In the face of this situation, solidarity is the essential response. Almost everywhere, people are organizing to save what can be saved: solidarity grocery stores, group purchases, conversion of stocks in deserted restaurants to make solidarity meals, support for caregivers, platforms for listening to isolated people, etc.
We have the privilege at RIPESS to work a lot by teleworking and we are preparing an April newsletter that we would like to concoct in connection with our members. We are asking you to let us know what measures you are taking to implement this solidarity, which is the revitalizing glue that binds human beings together.
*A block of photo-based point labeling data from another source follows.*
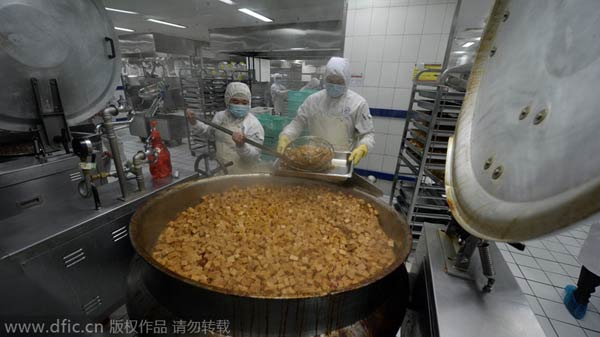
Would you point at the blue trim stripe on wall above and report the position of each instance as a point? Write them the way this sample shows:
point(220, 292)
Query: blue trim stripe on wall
point(381, 175)
point(388, 113)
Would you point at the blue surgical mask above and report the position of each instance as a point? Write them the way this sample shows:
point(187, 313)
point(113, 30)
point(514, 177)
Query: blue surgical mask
point(238, 110)
point(335, 90)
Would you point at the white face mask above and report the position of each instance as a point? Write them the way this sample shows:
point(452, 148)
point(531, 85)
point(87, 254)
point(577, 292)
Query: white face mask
point(335, 90)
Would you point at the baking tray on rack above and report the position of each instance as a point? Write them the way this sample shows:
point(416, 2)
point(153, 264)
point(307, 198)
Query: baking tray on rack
point(447, 96)
point(446, 105)
point(341, 169)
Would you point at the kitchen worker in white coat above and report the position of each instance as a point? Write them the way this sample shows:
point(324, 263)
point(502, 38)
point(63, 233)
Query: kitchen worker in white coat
point(577, 297)
point(237, 118)
point(336, 114)
point(279, 95)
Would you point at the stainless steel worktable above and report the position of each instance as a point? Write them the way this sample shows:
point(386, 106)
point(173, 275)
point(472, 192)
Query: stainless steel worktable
point(67, 259)
point(450, 306)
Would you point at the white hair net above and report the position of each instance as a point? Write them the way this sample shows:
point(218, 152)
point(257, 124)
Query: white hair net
point(338, 66)
point(237, 90)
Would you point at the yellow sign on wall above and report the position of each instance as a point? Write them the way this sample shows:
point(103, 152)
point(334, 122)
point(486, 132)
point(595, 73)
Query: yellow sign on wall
point(430, 75)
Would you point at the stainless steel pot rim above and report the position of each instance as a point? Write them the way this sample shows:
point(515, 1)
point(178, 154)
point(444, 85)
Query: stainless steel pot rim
point(134, 225)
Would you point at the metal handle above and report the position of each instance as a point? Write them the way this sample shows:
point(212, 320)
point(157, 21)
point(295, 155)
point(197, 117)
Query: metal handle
point(112, 47)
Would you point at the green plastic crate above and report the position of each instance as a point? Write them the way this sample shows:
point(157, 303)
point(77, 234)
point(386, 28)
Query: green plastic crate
point(295, 100)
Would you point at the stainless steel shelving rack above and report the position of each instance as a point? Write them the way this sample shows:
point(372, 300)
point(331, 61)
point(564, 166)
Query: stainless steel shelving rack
point(418, 186)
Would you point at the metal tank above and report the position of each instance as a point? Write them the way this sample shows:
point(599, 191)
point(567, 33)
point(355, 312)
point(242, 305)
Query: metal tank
point(70, 41)
point(374, 308)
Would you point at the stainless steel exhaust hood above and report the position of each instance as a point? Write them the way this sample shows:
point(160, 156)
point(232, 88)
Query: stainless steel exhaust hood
point(289, 41)
point(149, 44)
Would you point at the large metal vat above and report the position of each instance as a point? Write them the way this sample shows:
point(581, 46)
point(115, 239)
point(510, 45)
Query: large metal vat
point(157, 293)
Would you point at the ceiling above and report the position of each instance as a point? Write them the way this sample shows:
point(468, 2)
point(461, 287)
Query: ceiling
point(201, 15)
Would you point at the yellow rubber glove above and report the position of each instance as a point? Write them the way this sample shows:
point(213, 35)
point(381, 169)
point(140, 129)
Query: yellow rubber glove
point(283, 143)
point(359, 153)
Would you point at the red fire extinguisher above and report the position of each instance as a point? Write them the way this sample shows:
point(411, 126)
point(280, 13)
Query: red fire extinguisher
point(161, 167)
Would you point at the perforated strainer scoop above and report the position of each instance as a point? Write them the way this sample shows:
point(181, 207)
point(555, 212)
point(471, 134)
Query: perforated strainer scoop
point(309, 153)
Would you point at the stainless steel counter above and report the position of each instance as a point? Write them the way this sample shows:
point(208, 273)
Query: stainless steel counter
point(67, 259)
point(449, 306)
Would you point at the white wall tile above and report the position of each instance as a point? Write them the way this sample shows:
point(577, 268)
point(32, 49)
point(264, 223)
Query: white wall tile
point(448, 17)
point(398, 2)
point(392, 145)
point(359, 3)
point(381, 3)
point(379, 147)
point(389, 72)
point(350, 20)
point(404, 75)
point(385, 98)
point(379, 20)
point(389, 164)
point(375, 161)
point(396, 20)
point(347, 47)
point(372, 72)
point(380, 124)
point(434, 19)
point(362, 22)
point(428, 48)
point(401, 99)
point(442, 48)
point(363, 163)
point(392, 48)
point(360, 52)
point(370, 94)
point(396, 126)
point(375, 48)
point(415, 18)
point(410, 48)
point(357, 67)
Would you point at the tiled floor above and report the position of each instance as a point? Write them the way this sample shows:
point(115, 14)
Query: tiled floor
point(542, 270)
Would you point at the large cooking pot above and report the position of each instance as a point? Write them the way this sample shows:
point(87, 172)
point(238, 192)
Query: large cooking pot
point(155, 292)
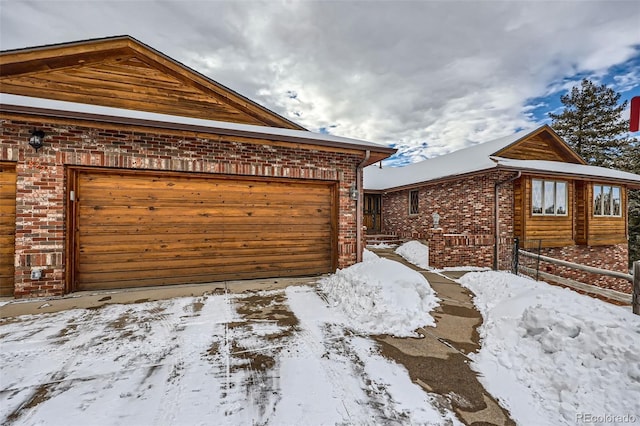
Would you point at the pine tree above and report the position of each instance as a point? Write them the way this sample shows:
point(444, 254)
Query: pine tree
point(592, 123)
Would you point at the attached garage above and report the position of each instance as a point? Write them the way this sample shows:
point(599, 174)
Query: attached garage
point(7, 228)
point(146, 229)
point(128, 169)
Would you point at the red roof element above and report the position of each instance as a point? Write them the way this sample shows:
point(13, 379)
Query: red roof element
point(634, 122)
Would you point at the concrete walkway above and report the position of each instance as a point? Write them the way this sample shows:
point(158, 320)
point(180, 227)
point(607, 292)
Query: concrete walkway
point(439, 361)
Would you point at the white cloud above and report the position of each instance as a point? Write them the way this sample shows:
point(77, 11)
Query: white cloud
point(445, 73)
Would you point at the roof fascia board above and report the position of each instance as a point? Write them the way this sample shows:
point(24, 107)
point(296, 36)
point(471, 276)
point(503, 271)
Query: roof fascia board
point(575, 176)
point(434, 181)
point(82, 116)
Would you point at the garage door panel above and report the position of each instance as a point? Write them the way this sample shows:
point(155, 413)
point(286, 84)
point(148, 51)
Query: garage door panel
point(215, 223)
point(99, 240)
point(137, 230)
point(195, 262)
point(142, 188)
point(149, 247)
point(203, 215)
point(182, 278)
point(7, 228)
point(166, 254)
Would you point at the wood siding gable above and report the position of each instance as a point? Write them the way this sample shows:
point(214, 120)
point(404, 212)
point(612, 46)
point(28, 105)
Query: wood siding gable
point(544, 144)
point(122, 72)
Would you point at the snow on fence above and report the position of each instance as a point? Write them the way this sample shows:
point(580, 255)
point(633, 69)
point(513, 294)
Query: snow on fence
point(623, 297)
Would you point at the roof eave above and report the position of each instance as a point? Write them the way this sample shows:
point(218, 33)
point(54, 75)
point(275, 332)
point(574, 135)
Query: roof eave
point(630, 183)
point(382, 152)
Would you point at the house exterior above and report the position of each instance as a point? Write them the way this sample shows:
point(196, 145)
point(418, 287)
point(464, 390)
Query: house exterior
point(153, 174)
point(530, 185)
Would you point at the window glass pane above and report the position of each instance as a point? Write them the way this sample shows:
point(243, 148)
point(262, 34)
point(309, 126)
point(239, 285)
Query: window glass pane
point(536, 197)
point(549, 198)
point(617, 204)
point(561, 197)
point(606, 200)
point(597, 199)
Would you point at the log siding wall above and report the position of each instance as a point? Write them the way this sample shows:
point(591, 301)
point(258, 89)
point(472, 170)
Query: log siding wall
point(41, 179)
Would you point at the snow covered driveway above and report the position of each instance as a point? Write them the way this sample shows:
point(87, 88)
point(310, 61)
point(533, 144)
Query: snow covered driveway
point(278, 357)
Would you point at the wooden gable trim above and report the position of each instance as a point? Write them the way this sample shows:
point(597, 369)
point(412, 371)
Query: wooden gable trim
point(199, 96)
point(528, 148)
point(299, 141)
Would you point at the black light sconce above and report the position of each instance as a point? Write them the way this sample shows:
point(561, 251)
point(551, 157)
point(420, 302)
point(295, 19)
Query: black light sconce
point(353, 192)
point(37, 139)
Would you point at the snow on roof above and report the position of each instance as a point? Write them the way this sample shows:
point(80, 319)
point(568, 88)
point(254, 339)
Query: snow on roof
point(463, 161)
point(25, 101)
point(571, 169)
point(478, 158)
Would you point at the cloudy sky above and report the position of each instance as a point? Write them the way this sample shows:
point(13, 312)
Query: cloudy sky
point(427, 77)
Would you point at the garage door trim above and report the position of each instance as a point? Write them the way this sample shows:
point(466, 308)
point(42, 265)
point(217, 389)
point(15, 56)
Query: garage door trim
point(73, 216)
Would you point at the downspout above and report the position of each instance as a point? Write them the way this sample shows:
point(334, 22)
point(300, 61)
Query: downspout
point(367, 155)
point(496, 244)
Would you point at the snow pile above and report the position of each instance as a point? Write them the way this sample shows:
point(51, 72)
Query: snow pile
point(553, 356)
point(416, 253)
point(381, 296)
point(368, 255)
point(381, 245)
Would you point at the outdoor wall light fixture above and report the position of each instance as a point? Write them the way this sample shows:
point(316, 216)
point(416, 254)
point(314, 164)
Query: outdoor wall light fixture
point(353, 192)
point(436, 220)
point(37, 139)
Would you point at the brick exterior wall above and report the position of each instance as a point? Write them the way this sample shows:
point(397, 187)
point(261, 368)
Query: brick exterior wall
point(41, 185)
point(611, 257)
point(466, 234)
point(466, 208)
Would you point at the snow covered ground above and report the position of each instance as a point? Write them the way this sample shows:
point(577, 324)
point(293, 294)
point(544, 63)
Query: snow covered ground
point(553, 356)
point(279, 358)
point(303, 356)
point(415, 252)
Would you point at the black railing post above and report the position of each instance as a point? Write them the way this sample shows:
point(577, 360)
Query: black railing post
point(516, 254)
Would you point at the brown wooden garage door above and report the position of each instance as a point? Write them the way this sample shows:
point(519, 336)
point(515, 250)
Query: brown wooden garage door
point(7, 228)
point(138, 230)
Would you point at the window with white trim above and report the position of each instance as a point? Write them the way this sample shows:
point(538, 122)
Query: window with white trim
point(549, 197)
point(607, 200)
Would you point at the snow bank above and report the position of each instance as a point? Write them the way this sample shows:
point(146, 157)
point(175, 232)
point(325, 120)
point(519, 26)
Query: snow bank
point(416, 253)
point(553, 356)
point(380, 296)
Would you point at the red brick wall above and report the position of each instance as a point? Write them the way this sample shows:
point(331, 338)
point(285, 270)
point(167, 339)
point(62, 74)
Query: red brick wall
point(467, 221)
point(41, 186)
point(611, 257)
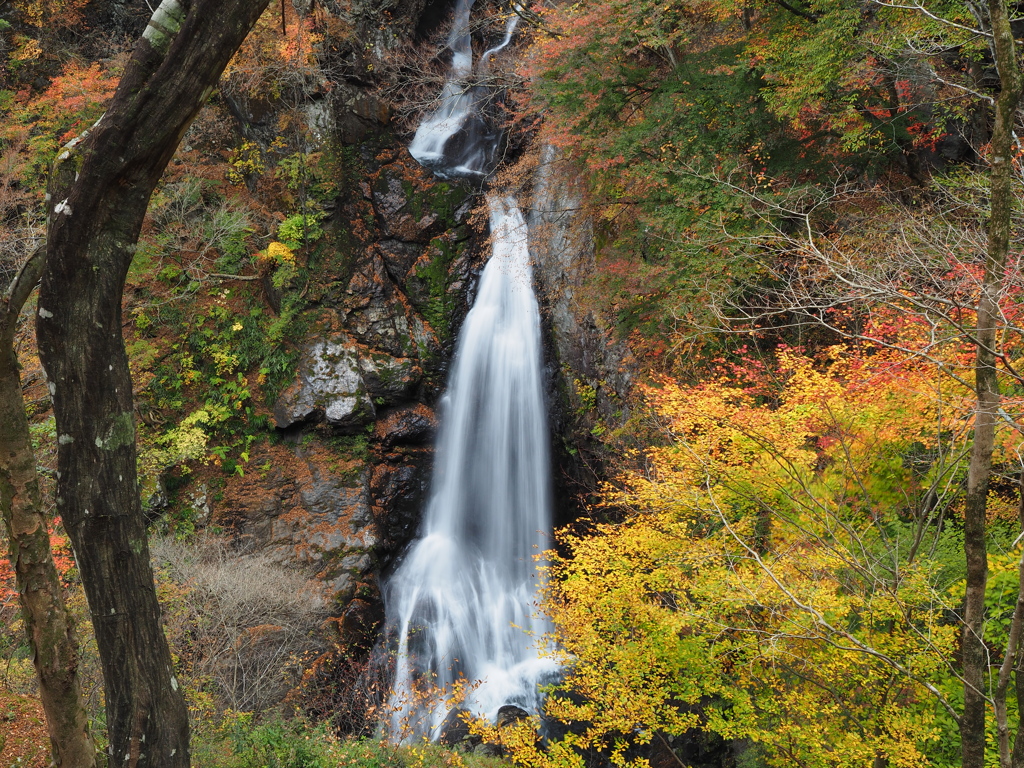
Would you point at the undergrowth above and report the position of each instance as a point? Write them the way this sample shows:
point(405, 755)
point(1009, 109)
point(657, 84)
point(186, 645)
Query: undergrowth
point(239, 741)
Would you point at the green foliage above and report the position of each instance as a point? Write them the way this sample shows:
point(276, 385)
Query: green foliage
point(783, 574)
point(242, 741)
point(301, 229)
point(706, 130)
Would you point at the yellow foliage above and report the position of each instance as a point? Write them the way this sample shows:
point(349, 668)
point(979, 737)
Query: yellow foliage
point(767, 586)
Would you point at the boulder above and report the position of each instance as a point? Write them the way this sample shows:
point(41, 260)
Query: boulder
point(341, 382)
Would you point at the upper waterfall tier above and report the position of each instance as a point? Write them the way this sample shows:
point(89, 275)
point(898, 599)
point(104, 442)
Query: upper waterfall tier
point(458, 138)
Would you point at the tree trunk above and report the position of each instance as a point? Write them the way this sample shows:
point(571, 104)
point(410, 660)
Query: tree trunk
point(98, 193)
point(48, 626)
point(987, 390)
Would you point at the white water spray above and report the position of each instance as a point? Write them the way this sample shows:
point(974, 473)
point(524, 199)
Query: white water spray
point(463, 603)
point(455, 139)
point(464, 600)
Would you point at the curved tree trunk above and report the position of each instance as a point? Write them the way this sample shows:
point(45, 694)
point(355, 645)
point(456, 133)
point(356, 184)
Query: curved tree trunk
point(48, 626)
point(97, 196)
point(987, 389)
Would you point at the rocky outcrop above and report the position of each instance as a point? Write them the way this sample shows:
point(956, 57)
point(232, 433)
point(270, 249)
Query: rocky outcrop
point(591, 368)
point(342, 383)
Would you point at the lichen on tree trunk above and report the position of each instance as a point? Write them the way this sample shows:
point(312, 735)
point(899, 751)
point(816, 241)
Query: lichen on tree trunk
point(98, 193)
point(49, 627)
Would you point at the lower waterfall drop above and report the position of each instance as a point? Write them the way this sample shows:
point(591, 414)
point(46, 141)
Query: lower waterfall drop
point(463, 603)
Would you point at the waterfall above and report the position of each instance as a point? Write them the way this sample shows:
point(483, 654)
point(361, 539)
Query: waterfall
point(457, 139)
point(463, 603)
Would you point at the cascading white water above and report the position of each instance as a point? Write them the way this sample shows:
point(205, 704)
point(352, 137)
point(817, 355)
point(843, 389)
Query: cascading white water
point(463, 603)
point(464, 600)
point(455, 139)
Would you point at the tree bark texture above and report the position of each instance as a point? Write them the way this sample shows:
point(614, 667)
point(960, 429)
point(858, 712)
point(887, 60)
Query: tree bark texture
point(49, 628)
point(97, 196)
point(987, 390)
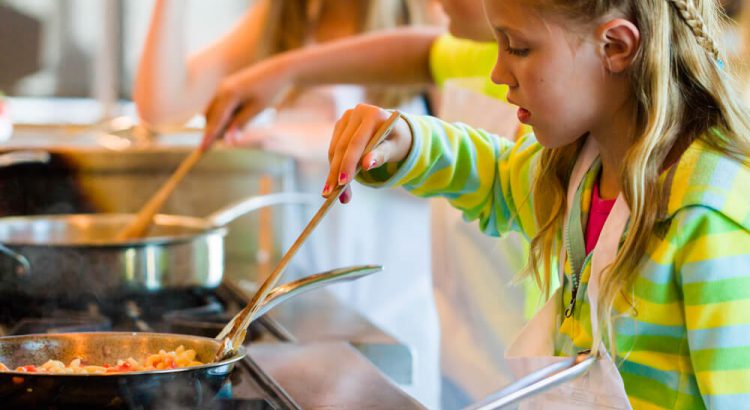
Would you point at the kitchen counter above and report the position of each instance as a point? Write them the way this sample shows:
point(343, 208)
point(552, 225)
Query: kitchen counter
point(329, 375)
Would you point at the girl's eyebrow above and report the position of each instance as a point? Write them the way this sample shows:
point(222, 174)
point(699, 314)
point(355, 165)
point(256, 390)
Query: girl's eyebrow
point(508, 30)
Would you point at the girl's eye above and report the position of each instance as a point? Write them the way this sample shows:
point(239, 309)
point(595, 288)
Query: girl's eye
point(520, 52)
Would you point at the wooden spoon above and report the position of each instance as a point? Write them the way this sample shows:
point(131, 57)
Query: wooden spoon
point(142, 222)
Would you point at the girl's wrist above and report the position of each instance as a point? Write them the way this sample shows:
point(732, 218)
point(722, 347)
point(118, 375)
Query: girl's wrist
point(404, 136)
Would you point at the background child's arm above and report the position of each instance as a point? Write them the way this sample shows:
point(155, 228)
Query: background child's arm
point(398, 56)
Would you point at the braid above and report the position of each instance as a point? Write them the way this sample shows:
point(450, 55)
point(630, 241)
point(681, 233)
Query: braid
point(690, 15)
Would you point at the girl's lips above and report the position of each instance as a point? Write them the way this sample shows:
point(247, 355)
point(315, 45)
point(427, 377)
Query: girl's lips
point(523, 115)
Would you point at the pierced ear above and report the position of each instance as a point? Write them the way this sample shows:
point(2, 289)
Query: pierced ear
point(620, 40)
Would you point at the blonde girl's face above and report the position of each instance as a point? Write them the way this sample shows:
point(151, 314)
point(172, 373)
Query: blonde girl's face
point(555, 76)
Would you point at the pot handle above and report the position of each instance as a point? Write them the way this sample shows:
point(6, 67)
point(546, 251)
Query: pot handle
point(11, 158)
point(247, 205)
point(24, 266)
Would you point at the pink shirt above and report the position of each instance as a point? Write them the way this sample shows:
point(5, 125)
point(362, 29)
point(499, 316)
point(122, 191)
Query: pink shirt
point(598, 214)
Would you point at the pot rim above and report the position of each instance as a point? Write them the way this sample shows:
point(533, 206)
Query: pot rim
point(202, 226)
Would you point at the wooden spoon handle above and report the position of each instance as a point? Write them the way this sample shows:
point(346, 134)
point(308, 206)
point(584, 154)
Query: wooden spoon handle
point(138, 227)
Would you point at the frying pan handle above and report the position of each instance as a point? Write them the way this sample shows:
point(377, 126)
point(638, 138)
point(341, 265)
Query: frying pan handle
point(247, 205)
point(24, 266)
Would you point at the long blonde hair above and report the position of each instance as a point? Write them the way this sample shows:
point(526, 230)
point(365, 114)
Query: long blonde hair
point(681, 93)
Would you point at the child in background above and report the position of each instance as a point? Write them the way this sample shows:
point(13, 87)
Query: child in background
point(171, 87)
point(635, 184)
point(479, 308)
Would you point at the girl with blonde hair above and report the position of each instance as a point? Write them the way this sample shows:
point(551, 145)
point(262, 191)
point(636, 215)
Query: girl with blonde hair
point(632, 188)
Take care of yourself and others. Let’s be humanly responsible for a rapid end to this epidemic and we all know that we will then resume our work of advocacy and implementation for a solidarity economy that respects humans and the planet.
And we cannot conclude without paying tribute to all those who are on the front lines to care for, feed and accompany their fellow men and women in this dangerous adventure. May they be warmly thanked here.